To address this question, we here use whole-genome sequence data to examine SGV in marine stickleback across the Atlantic Ocean. We hypothesize that if the presence of SGV relevant to acidic adaptation in marine stickleback around North Uist reflects a balance between gene flow and purifying selection, the frequency of alleles favored in acidic habitats should be elevated in marine stickleback breeding around North Uist compared to marine stickleback sampled from more distant locations.

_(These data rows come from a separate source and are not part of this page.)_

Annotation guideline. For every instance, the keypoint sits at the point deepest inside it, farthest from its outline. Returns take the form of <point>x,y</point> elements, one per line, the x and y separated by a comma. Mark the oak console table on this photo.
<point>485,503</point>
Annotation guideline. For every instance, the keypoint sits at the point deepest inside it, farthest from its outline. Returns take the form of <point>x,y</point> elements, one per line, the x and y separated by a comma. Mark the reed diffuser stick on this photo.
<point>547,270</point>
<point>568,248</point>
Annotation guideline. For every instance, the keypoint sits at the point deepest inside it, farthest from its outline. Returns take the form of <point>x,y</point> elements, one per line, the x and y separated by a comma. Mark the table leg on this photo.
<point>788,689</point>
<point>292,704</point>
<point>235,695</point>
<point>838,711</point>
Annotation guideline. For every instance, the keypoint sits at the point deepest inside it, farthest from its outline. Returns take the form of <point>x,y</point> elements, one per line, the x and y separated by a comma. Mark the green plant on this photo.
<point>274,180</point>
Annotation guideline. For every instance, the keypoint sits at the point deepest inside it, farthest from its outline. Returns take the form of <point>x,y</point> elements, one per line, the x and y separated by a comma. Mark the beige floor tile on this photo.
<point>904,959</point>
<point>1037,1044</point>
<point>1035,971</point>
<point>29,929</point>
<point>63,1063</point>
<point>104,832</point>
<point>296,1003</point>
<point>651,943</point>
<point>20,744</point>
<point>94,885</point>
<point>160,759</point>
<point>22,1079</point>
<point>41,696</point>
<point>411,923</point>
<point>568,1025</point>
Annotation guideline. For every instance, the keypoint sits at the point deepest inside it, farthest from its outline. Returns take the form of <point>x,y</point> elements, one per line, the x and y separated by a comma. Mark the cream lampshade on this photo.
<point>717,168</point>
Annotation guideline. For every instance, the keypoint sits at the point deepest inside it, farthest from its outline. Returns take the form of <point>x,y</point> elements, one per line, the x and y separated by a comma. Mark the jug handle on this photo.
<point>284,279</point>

The reason is that acidic lakes represent an uncommon freshwater habitat outside North Uist, and the acidic-adapted ecomorphs common on this island are rare on a worldwide basis. Purifying selection should therefore vastly outbalance the input of deleterious acidic-favored alleles by hybridization in marine stickleback far from North Uist. Alternatively, the frequency of acidic-favored alleles may not be elevated in marine stickleback breeding around North Uist compared to marine fish in general, suggesting that purifying selection against these alleles is weak or absent in marine stickleback at large. As we show, our data support this latter scenario, thus highlighting selective neutrality as an underappreciated explanation for the maintenance of SGV.